From c44edd4e96b556929d5c64c15e8f7acb5749ed48 Mon Sep 17 00:00:00 2001
From: Justin Grant <justingrant@users.noreply.github.com>
Date: Wed, 22 May 2024 17:47:57 -0700
Subject: [PATCH] Normative: Revert U+2212 in timezone offsets

Following ISO-8601, #2781 introduced U+2212 (Unicode minus) as an alias
for the regular ASCII minus sign for use in time zone offsets.

There's two new data that lead me to believe that this was a mistake,
and that we should revert this change.

The first is that the newly-released RFC 9557 (the string format
standard that Temporal uses) disallows non-ASCII characters. Its
predecessor RFC 3339 also disallows non-ASCII characters. So
strings that follow the current (since 2022) ECMAScript spec
could be rejected by RFC 9557 clients.

The second new data is feedback from implementers of a Rust version of
Temporal that this single obscure character in the grammar will incur a
performance cost because they must now use Rust strings instead
of plain U8 ASCII data. See
https://github.com/tc39/proposal-temporal/issues/2843#issuecomment-2119724671

This performance issue doesn't seem to be limited to Rust. Any
native implementation would likely benefit from being able to know that
valid date/time input (both Date and Temporal) is always ASCII-only.
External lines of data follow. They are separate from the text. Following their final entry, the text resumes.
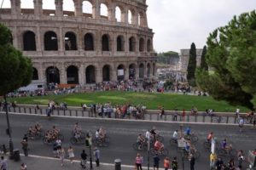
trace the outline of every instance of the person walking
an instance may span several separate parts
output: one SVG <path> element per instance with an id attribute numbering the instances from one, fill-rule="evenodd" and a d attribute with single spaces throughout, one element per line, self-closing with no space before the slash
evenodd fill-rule
<path id="1" fill-rule="evenodd" d="M 26 170 L 26 165 L 25 163 L 21 163 L 20 170 Z"/>
<path id="2" fill-rule="evenodd" d="M 172 170 L 177 170 L 177 157 L 173 157 L 173 160 L 172 161 Z"/>
<path id="3" fill-rule="evenodd" d="M 22 150 L 23 150 L 23 152 L 24 152 L 24 156 L 28 156 L 28 143 L 27 143 L 27 140 L 23 139 L 20 142 L 20 144 L 22 145 Z"/>
<path id="4" fill-rule="evenodd" d="M 210 168 L 211 169 L 214 167 L 216 160 L 217 160 L 216 154 L 211 152 L 211 154 L 210 154 Z"/>
<path id="5" fill-rule="evenodd" d="M 95 148 L 94 156 L 95 156 L 95 162 L 96 162 L 96 167 L 99 167 L 100 166 L 100 150 L 97 147 Z"/>
<path id="6" fill-rule="evenodd" d="M 84 169 L 86 169 L 86 160 L 87 160 L 87 154 L 85 153 L 85 150 L 83 150 L 81 153 L 81 167 Z"/>
<path id="7" fill-rule="evenodd" d="M 7 170 L 7 162 L 3 156 L 1 156 L 1 161 L 0 161 L 0 169 Z"/>
<path id="8" fill-rule="evenodd" d="M 143 167 L 142 167 L 143 160 L 143 157 L 139 153 L 137 154 L 136 160 L 135 160 L 137 170 L 143 170 Z"/>
<path id="9" fill-rule="evenodd" d="M 61 160 L 61 167 L 64 165 L 64 159 L 65 159 L 65 156 L 66 156 L 66 152 L 64 148 L 60 147 L 59 150 L 58 150 L 58 155 Z"/>
<path id="10" fill-rule="evenodd" d="M 158 154 L 155 154 L 153 157 L 153 161 L 154 161 L 154 170 L 158 170 L 159 169 L 159 162 L 160 162 L 160 157 L 158 156 Z"/>
<path id="11" fill-rule="evenodd" d="M 190 162 L 190 170 L 195 170 L 195 157 L 192 154 L 190 154 L 190 156 L 189 156 L 189 162 Z"/>
<path id="12" fill-rule="evenodd" d="M 164 160 L 164 167 L 165 167 L 165 170 L 168 170 L 169 167 L 170 167 L 170 160 L 169 160 L 169 157 L 166 157 L 165 160 Z"/>
<path id="13" fill-rule="evenodd" d="M 74 158 L 74 153 L 73 153 L 73 149 L 72 146 L 69 146 L 69 148 L 67 149 L 67 154 L 68 154 L 68 158 L 70 160 L 71 163 L 73 163 L 73 158 Z"/>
I don't know whether all engines have actually implemented this 2022
grammar change. But it's also a safe bet that real-world usage of this
Unicode character is likely minimal. So the web-compat risk seems small.

If this PR is accepted, then we'll follow up with a normative Temporal
PR to remove this character from Temporal as well.
---
 spec.html | 45 ++++++---------------------------------------
 1 file changed, 6 insertions(+), 39 deletions(-)
diff --git a/spec.html b/spec.html
index 6afb05c757..fa709daa3f 100644
--- a/spec.html
+++ b/spec.html
@@ -32731,46 +32731,14 @@ <h1>Time Zone Offset String Format</h1>
         <p>
           ECMAScript defines a string interchange format for UTC offsets, derived from ISO 8601.
           The format is described by the following grammar.
-          The usage of Unicode code points in this grammar is listed in <emu-xref href="#table-time-zone-offset-string-code-points"></emu-xref>.
         </p>
 
-        <emu-table id="table-time-zone-offset-string-code-points" caption="Time Zone Offset String Code Points">
-          <table>
-            <tr>
-              <th>
-                Code Point
-              </th>
-              <th>
-                Unicode Name
-              </th>
-              <th>
-                Abbreviation
-              </th>
-            </tr>
-            <tr>
-              <td>
-                `U+2212`
-              </td>
-              <td>
-                MINUS SIGN
-              </td>
-              <td>
-                &lt;MINUS>
-              </td>
-            </tr>
-          </table>
-        </emu-table>
-
         <h2>Syntax</h2>
         <emu-grammar type="definition">
           UTCOffset :::
-            TemporalSign Hour
-            TemporalSign Hour HourSubcomponents[+Extended]
-            TemporalSign Hour HourSubcomponents[~Extended]
-
-          TemporalSign :::
-            ASCIISign
-            &lt;MINUS&gt;
+            ASCIISign Hour
+            ASCIISign Hour HourSubcomponents[+Extended]
+            ASCIISign Hour HourSubcomponents[~Extended]
 
           ASCIISign ::: one of
             `+` `-`
@@ -32844,9 +32812,9 @@ <h1>
           <emu-alg>
             1. Let _parseResult_ be ParseText(StringToCodePoints(_offsetString_), |UTCOffset|).
             1. Assert: _parseResult_ is not a List of errors.
-            1. Assert: _parseResult_ contains a |TemporalSign| Parse Node.
-            1. Let _parsedSign_ be the source text matched by the |TemporalSign| Parse Node contained within _parseResult_.
-            1. If _parsedSign_ is the single code point U+002D (HYPHEN-MINUS) or U+2212 (MINUS SIGN), then
+            1. Assert: _parseResult_ contains a |ASCIISign| Parse Node.
+            1. Let _parsedSign_ be the source text matched by the |ASCIISign| Parse Node contained within _parseResult_.
+            1. If _parsedSign_ is the single code point U+002D (HYPHEN-MINUS), then
               1. Let _sign_ be -1.
             1. Else,
               1. Let _sign_ be 1.
@@ -48565,7 +48533,6 @@ <h1>Number Conversions</h1>
   <emu-annex id="sec-time-zone-offset-string-format">
     <h1>Time Zone Offset String Format</h1>
     <emu-prodref name="UTCOffset"></emu-prodref>
-    <emu-prodref name="TemporalSign"></emu-prodref>
     <emu-prodref name="ASCIISign"></emu-prodref>
     <emu-prodref name="Hour"></emu-prodref>
     <emu-prodref name="HourSubcomponents"></emu-prodref>